Jack Doyle, as brave as a man could be, felt convinced morale was at breaking point. There was just so much the human spirit could endure. He’d been into Liverpool to find the centre of the city reduced to little more than a wasteland, and the sight of so many beautiful old and treasured buildings, lost forever, had almost reduced him, a grown man, to tears.
“If this goes on much longer, we’ll snap,” he said one night in the King’s Arms, where the windows were boarded up and the only illumination came from candles on the bar, and according to Mack, the landlord, there wasn’t enough ale to last the week out. To some, this was the unkindest cut of all.
Wild and totally unsubstantiated rumours circulated, not surprisingly when you considered the chaos in which people lived: -without water, gas or electricity, without food and transport, without homes. Even worse, without the loved ones who’d been cruelly snatched from them during the seven nights of mayhem. It was said that martial law was about to be imposed, that the homeless had marched through the city waving white flags, that food riots had taken place.
All this proved to be untrue. The spirit of Liverpool may have been weakened, but the spirit was iron at the core and would never, never break.
Anyroad, miraculously, it was Hitler who decided he’d had enough and Wednesday night’s raid turned out to be the last—for the time being.
Chapter 19
That May was perhaps the blackest period of the war so far, a time when Hitler seemed unstoppable and the terrifying realisation dawned that the victory that had so far seemed inevitable, might turn out not to be theirs.
British and Allied troops continued their retreat in the deserts of North Africa, and those sent in aid of Greece when Hitler invaded were humiliatingly driven out with the loss of their equipment. The troops withdrew to Crete, and with almost breathtaking audacity, Hitler invaded the island from the air. More than three thousand paratroopers dropped from the skies, in what was thought might be a dress rehearsal for the invasion of the British Isles. In an evacuation considered even more inglorious than Dunkirk, fifteen thousand troops were forced to withdraw again, this time to Egypt, leaving behind many thousands to become prisoners-of-war. In the ensuing chaos,” three cruisers and six destroyers had been lost.
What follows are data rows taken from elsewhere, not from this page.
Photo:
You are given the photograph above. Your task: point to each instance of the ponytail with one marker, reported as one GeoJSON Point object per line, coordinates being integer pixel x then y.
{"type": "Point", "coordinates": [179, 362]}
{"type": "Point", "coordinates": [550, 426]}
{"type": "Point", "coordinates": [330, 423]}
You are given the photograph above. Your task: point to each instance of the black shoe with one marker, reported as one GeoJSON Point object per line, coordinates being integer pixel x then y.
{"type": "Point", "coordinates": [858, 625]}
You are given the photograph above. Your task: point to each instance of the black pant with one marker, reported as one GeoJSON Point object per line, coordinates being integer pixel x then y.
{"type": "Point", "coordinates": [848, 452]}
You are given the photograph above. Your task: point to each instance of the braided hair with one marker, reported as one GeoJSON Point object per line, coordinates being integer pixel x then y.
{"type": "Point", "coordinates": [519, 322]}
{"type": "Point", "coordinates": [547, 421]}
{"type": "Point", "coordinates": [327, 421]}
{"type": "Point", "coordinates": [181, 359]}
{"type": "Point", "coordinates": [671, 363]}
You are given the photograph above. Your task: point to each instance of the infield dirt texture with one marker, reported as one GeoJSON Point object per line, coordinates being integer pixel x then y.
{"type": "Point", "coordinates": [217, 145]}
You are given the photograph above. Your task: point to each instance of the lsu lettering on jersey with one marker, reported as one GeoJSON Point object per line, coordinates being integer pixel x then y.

Whilst all this was going on, HMS Hood was sunk by the German pocket battleship Bismarck with the loss of thirteen hundred lives, a tragedy which somewhat overshadowed the subsequent sinking of the Bismarck itself.
There was minor jubilation when Rudolph Hess, Hitler’s deputy, landed in Scotland, having fled from Nazi Germany alone. People hoped this was the first drip through the dam, that Hess knew the fight was lost and had decided to desert the sinking ship, but as they listened to their wirelesses or read their newspapers, it appeared Hess had come all this way just to complain about the food!